導入効果が出るまでに時間がかかることも理解しておきましょう。一般的に、職員が新しいシステムに慣れるまで3~6ヶ月かかります。その間は一時的に業務負担が増える可能性もあるため、段階的な導入やサポート体制の充実が必要です。

よくある質問(FAQ)

Q1: 補助金はいつ入金されますか?

補助金の入金は、機器を導入し実績報告を提出した後になります。補助金をもとにICT導入ができるわけでなく、ICT導入による支出を後から補填してもらえるという流れです。

そのため、一時的に全額を事業所が立て替える必要があります。資金繰りに不安がある場合は、リース契約の活用も検討しましょう。

Q2: すでに介護ソフトを使っている事業所も申請できますか?

申請可能ですが、自治体によって優先順位が異なります。初めて導入する事業所が優先される場合や、既存システムの更新も対象となる場合があります。

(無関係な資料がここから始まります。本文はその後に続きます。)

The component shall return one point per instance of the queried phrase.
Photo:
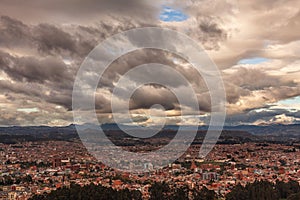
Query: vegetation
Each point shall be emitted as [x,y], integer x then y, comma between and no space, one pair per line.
[259,190]
[265,190]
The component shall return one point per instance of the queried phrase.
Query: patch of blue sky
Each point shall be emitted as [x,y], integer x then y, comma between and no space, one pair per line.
[253,61]
[169,14]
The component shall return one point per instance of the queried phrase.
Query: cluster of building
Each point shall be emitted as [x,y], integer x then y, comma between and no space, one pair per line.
[31,168]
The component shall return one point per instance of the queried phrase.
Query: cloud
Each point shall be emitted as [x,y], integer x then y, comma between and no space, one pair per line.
[57,11]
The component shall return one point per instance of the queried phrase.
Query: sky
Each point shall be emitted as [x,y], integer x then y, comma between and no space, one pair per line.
[255,45]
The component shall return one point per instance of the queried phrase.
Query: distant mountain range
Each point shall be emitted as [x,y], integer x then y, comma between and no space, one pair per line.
[276,130]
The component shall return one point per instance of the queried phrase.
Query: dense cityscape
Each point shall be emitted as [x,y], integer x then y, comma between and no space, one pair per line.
[39,167]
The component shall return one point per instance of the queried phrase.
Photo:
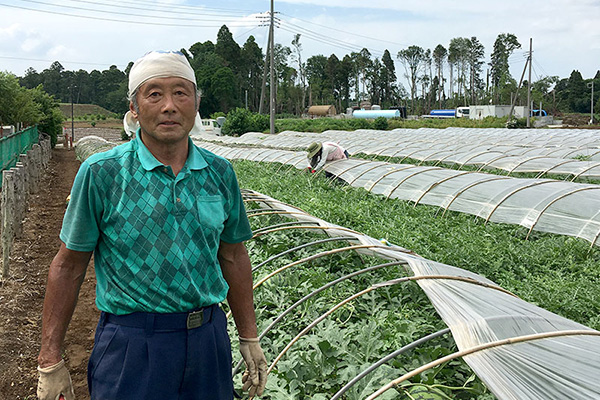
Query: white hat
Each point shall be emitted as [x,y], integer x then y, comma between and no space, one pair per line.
[160,64]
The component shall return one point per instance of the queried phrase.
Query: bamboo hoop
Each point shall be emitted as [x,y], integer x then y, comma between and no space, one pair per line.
[485,346]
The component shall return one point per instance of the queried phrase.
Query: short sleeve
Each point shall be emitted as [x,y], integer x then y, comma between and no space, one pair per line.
[237,227]
[80,230]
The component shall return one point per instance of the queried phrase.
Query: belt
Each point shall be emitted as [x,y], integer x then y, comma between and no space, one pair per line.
[154,322]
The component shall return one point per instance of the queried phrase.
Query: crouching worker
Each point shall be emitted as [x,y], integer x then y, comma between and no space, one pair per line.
[320,153]
[166,223]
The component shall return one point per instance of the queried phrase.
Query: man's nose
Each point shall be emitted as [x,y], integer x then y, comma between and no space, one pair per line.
[168,104]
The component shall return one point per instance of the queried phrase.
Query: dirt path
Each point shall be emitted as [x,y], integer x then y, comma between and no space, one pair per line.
[22,295]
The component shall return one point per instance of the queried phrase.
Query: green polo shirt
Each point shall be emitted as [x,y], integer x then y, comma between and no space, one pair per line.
[155,236]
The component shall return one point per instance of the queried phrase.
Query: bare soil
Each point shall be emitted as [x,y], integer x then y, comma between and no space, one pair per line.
[22,295]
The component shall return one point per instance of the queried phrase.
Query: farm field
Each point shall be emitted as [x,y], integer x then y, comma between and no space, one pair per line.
[555,272]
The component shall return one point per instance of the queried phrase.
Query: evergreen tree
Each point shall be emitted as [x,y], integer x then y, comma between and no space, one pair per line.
[504,46]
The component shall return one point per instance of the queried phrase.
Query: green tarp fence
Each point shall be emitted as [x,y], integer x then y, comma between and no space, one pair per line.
[13,145]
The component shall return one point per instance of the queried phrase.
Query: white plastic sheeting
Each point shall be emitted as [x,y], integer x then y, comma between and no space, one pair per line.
[565,366]
[528,151]
[545,205]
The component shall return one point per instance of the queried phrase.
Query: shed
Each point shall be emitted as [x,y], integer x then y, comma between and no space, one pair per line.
[322,111]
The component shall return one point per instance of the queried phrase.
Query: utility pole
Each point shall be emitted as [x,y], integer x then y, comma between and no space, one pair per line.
[272,70]
[529,84]
[514,98]
[264,81]
[72,116]
[592,103]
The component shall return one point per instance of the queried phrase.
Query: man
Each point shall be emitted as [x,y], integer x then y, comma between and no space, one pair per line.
[320,153]
[166,223]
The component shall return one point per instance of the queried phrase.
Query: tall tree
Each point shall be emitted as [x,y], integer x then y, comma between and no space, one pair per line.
[413,59]
[388,78]
[297,57]
[31,79]
[475,61]
[227,48]
[458,51]
[504,45]
[440,54]
[317,78]
[252,60]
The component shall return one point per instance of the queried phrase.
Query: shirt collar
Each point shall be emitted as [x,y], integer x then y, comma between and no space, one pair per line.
[195,160]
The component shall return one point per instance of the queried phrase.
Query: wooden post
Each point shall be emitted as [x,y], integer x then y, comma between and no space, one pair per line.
[24,160]
[19,199]
[8,199]
[37,163]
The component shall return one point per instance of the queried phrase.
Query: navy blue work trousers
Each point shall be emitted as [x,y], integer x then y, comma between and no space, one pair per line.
[146,356]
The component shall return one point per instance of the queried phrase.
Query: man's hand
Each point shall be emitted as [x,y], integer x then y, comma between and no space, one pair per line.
[55,381]
[255,376]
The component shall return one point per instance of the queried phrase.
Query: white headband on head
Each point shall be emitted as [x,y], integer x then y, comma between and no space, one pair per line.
[160,64]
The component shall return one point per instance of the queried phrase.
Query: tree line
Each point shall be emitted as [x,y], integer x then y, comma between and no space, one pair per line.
[232,76]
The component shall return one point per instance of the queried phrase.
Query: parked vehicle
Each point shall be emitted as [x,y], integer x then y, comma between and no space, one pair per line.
[459,112]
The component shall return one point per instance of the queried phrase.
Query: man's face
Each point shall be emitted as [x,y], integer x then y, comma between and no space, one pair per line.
[166,109]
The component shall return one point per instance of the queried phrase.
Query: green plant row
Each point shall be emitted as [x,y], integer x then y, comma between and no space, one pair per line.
[558,273]
[349,124]
[355,336]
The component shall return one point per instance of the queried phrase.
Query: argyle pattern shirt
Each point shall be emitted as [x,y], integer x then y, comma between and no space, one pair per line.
[155,236]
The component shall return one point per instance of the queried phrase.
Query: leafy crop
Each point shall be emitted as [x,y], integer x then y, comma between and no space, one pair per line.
[555,272]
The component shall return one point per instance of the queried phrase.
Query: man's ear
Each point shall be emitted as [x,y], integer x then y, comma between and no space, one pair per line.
[132,109]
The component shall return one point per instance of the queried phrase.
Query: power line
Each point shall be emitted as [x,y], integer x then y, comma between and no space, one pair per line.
[51,61]
[162,17]
[290,27]
[240,24]
[170,10]
[168,6]
[346,32]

ただし、介護ソフトを既導入の事業所等は優先にはならない自治体もあるため、事前に確認が必要です。タブレット端末の追加購入やネットワーク環境の整備など、補助対象となる部分を明確にして申請しましょう。

Q3: 小規模な事業所でも補助金を受けられますか?

受けられます。職員数1~10人の小規模事業所でも100万円の補助上限があります。むしろ小規模事業所こそ、ICT導入による効率化の効果が大きい場合が多いのです。

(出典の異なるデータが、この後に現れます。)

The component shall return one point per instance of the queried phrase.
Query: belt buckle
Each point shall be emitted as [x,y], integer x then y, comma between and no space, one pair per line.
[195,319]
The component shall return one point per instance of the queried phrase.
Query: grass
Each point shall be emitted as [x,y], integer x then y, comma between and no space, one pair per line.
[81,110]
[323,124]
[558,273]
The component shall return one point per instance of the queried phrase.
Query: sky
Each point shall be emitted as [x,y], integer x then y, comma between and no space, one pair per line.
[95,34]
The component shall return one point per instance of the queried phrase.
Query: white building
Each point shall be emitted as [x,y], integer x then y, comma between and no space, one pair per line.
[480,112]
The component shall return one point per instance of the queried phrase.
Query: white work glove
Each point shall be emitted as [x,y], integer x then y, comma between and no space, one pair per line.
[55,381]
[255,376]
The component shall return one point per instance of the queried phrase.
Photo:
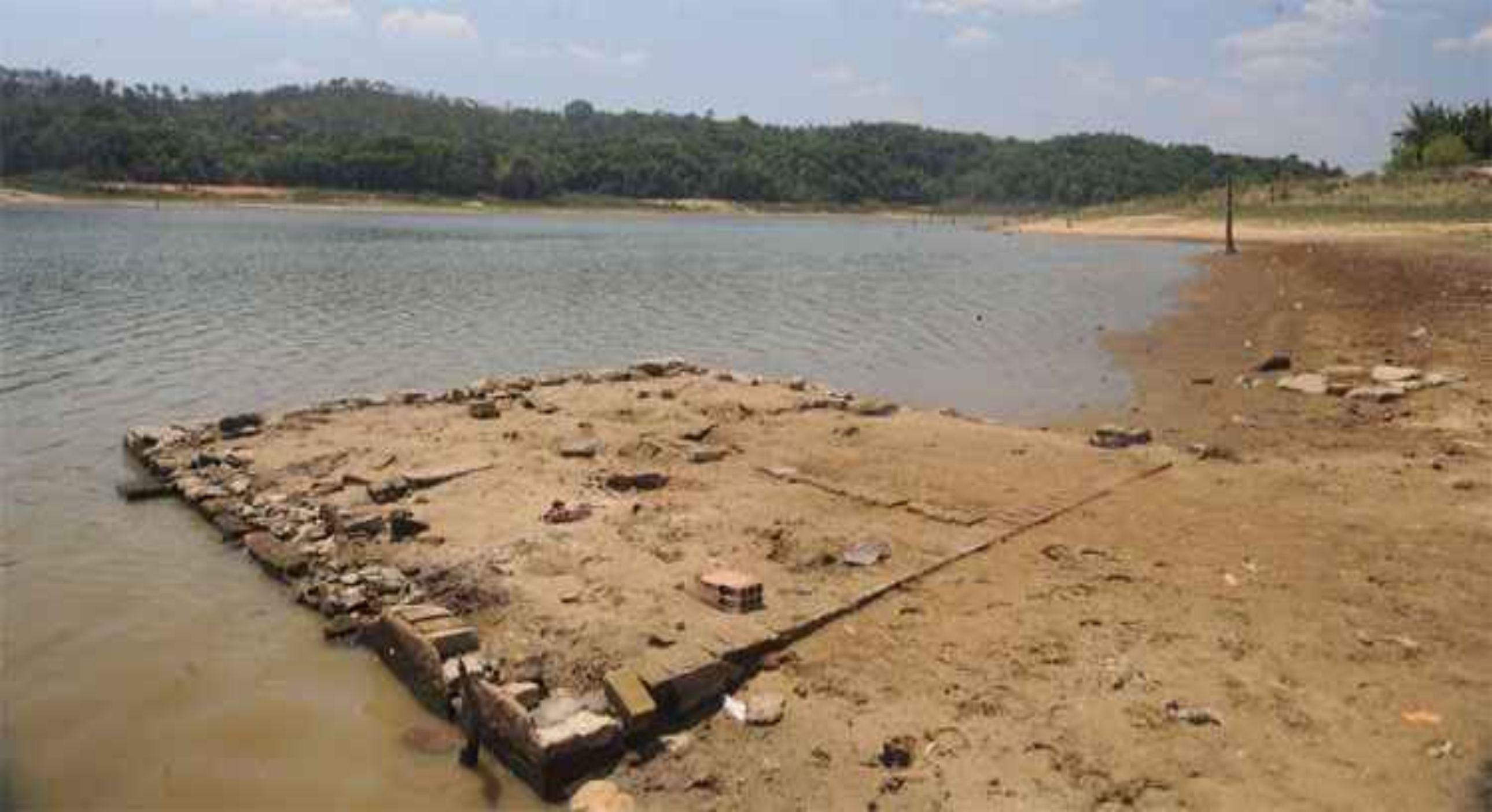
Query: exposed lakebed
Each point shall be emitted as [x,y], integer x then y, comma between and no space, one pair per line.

訪問介護事業所など少人数で運営している場合でも、タブレット数台と介護ソフトで50万円程度から導入できるため、積極的に活用しましょう。

Q4: 導入後の効果報告はどのように行いますか?

都道府県が定める様式に従って報告します。具体的には、導入前後の業務時間の比較、職員アンケート結果、利用者満足度の変化などを数値化して記載します。

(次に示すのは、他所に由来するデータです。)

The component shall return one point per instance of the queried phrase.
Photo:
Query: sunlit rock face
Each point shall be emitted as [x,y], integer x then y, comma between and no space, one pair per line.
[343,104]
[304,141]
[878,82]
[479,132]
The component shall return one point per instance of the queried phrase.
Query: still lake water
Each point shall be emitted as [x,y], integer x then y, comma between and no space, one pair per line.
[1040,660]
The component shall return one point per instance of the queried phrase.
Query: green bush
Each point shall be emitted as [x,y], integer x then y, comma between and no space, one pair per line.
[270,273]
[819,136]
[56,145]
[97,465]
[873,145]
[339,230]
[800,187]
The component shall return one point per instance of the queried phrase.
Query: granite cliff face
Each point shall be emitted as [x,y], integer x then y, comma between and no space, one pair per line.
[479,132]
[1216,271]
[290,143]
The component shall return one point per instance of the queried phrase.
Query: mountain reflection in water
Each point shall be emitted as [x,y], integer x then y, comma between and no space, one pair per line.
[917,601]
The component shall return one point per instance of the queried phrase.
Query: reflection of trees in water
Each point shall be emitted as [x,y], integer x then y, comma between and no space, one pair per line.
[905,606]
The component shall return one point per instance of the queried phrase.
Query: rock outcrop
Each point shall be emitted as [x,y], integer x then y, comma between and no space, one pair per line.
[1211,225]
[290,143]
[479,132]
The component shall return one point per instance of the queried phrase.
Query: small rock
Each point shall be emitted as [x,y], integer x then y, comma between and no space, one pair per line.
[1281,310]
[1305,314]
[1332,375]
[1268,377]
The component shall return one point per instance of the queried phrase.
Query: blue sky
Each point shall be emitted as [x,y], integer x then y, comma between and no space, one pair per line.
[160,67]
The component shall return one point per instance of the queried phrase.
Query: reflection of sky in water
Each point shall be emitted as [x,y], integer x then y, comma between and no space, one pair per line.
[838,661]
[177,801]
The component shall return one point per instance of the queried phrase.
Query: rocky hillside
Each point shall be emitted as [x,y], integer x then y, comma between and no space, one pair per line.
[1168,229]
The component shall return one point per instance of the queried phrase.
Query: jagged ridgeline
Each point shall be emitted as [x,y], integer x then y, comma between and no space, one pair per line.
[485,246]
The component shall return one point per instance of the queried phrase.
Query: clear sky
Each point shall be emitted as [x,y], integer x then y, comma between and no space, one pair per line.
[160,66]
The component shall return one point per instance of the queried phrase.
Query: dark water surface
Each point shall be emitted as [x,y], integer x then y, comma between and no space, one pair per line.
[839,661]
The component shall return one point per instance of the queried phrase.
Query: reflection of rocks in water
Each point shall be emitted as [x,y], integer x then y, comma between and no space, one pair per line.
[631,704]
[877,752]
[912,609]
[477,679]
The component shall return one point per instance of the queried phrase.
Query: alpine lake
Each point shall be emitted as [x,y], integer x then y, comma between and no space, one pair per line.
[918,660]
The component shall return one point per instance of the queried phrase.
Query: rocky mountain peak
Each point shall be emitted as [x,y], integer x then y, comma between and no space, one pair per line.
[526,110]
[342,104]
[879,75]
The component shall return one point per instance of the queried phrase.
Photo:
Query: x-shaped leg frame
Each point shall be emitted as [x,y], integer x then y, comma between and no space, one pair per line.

日頃から記録業務にかかる時間を測定しておくと、報告書の作成がスムーズです。たとえば、「記録業務1件あたりの所要時間:導入前15分→導入後8分」といった具体的なデータを示すことで、効果を明確に示せます。

Q5: IT導入補助金との違いは何ですか?

IT導入補助金は経済産業省管轄の別事業です。介護ICT補助金は介護現場に特化し、補助率が高く設定されています。IT導入補助金は幅広い業種が対象ですが、補助率は通常2分の1程度です。

介護事業所の場合、まず介護ICT補助金の活用を検討し、要件に合わない場合にIT導入補助金を検討するのが賢明です。両方を同時に活用することはできないため、どちらが自事業所に適しているか比較しましょう。

まとめ

介護ICT補助金は、業務効率化と職員負担軽減を実現する強力な支援制度です。重要なポイントは3つあります。

第一に、職員数に応じて100万円から260万円の補助を受けられ、要件を満たせば補助率を4分の3まで引き上げられることです。

第二に、申請には導入計画の作成とSECURITY ACTIONの宣言が必須で、早めの準備が成功の鍵となることです。第三に、導入後2年間の効果報告が義務付けられているため、継続的な効果測定が重要なことです。

次のアクションとして、まず自分の事業所がある都道府県のホームページで申請要項を確認しましょう。そして、SECURITY ACTIONの宣言を行い、導入したい機器の見積もりを複数の事業者から取得してください。

ICT導入は一時的な負担増を伴いますが、中長期的には職員の働きやすさと利用者へのケアの質を大きく向上させます。補助金を活用して、あなたの事業所も次のステップへ進んでいきましょう。